Cerebral microbleeds (CMB) are small, round, focal haemorrhages visible on T2*-weighted gradient-recalled echo (GRE) or susceptibility-weighted imaging (SWI) sequences on magnetic resonance imaging (MRI). Pathologically, CMB are commonly associated with small vessel arteriosclerosis (typically in the setting of hypertension) and/or cerebral amyloid angiopathy (CAA), and the location of CMB has been traditionally used to predict the underlying aetiology (Greenberg et al., 2009). In healthy older adults, the prevalence of CMB has been estimated to range between 5-15% and they have been shown to be associated with an increased risk of cognitive impairment and dementia (Akoudad et al., 2016, Charidimou et al., 2018, Koennecke, 2006, Romero et al., 2017). A previous meta-analysis of 15 MRI studies in 2016 reported that CMB were present in approximately 24% of people with AD, although the prevalence estimates were noted to be highly influenced by the MRI technique and field strength (Sepehry et al., 2016). Compared to AD, CMB have been relatively under-investigated in other neurodegenerative dementias, such as dementia with Lewy bodies (DLB) and Parkinson’s disease dementia (PDD).
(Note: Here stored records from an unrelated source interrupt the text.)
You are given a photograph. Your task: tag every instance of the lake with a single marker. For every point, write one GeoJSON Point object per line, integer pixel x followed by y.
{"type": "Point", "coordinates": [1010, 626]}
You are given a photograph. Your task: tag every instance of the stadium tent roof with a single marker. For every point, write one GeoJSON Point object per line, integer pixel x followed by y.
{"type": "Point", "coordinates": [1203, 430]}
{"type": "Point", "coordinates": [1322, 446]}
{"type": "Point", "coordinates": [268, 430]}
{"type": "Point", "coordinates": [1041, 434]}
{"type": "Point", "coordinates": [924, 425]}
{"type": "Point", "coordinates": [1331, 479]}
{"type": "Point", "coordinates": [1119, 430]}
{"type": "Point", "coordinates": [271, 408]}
One previous study reported significantly higher frequency of CMB in DLB (45%) compared to PDD (26%) and healthy controls (17%), with a lobar predominance observed (Kim et al., 2015). The pathophysiology and clinical relevance of CMB in people with Lewy body dementias (DLB/PDD) remain to be elucidated.

In this study, we aimed to estimate the pooled prevalence of CMB across the three most common dementia diagnoses in older people, i.e. AD, DLB and PDD, using meta-analytic methods. The regional characteristics of CMB and associations with vascular risk factors and amyloid-β burden were also examined in these dementia subtypes.